Onder de talrijke sprekers voorafgaand aan de stemming was een voormalige kindsoldaat uit Sierra Leone. Dat land gold zowat als voorbeeld voor wat betreft de inzet van kindsoldaten. Zo'n 10.000 kinderen vochten er in de tien jaar durende burgeroorlog. Een specifieke opleiding van soldaten was ook belangrijk aangezien zij vaak als eerste met kindsoldaten in contact kwamen.[2]

De Syrische Burgeroorlog kwam ook naar voren als voorbeeld. In dat land waren bijna 3000 scholen verwoest, gingen meer dan twee miljoen kinderen niet langer naar school en waren al meer dan 10.000 kinderen omgekomen. De Centraal-Afrikaanse Republiek telde naar schatting 6000 kindsoldaten. Ook was het Verzetsleger van de Heer, de grootste gebruiker van kindsoldaten, nog steeds actief.[1]

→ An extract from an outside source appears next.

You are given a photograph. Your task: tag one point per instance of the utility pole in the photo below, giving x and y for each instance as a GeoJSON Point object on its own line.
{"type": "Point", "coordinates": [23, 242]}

Inhoud[bewerken | brontekst bewerken]

Waarnemingen[bewerken | brontekst bewerken]

Voorgaande resoluties over kinderen in gewapende conflicten hadden gezorgd voor de demobilisatie en herintegratie van duizenden kindsoldaten. Doch bleef vooruitgang op sommige punten uit.

Kinderen hadden onder artikel 28 van het Verdrag inzake de rechten van het kind recht op onderwijs. Strijdkrachten en gewapende groeperingen gebruikten scholen echter als barak, wapenopslagplaats, commandocentrum, gevangenis, vuurpositie en observatiepost. Dat maakte ze tot legitieme doelwitten en bracht aldus kinderen en leraren in gevaar.

Veel kinderen werden tijdens en na een conflict ook gedood of verwond door landmijnen, explosieve restanten, geïmproviseerde bommen en andere niet-ontplofte munitie.

De bescherming van kinderen moest een belangrijk aspect zijn bij de oplossing van conflicten en het herstellen van de vrede. Nationale overheden droegen hierin de grootste verantwoordelijkheid. De Verenigde Naties speelden – in samenspraak met internationale organisaties – een vitale rol in het bewerkstelligen van vrede.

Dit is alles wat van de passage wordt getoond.